Review: Tucker Jameson – Son of Superbia

artworks-000050954694-g0lkpe-t500x500Remember when The Cars released Move Like This in 2011? Despite being classic Cars in sound, the album came and went. The youthful exuberance of their earlier years was no longer believable after a 20-plus year hiatus. The death of Ben Orr in 2000 didn’t help, either.

Despite the heyday of the Boston band being before his time, Austin, Texas-based Tucker Jameson channels the same power-pop urgency and attitude of The Cars on his latest EP, Son of Superbia.
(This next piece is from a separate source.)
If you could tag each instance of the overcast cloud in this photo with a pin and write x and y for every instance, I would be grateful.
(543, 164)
Growing up in the new digital age, Tucker and his backing band (Dalton Jackson – Vocals, Drums; Marshall Witte – Guitar; Austin Simmons – Bass; Chris Konte – Synth) charge through five songs in just over 17 minutes. With titles like “Get Your Own Fucking Life” and “Ritalin,” Son of Superbia is a product of its time while retaining the elements of what is now considered “classic rock.”

Digital, critical
Typical loss of tone
Tactical, cynical
Hitting too close to home

Given his age, the on-paper punk naiveté of such titles is forgiven once you hear the songs and the earnest sincerity behind the lyrics. This is no clearer than on the EP’s two “relationship” songs: standout track “Technological Warfare” with its bass bounce, and the closing ballad, “Nothin’ but Love.”

None of the above is to say Tucker Jameson is pillaging the wreckage of those having come before his time; he’s simply tweaked time-tested elements to fit his message. Said message is one worthy of your ears.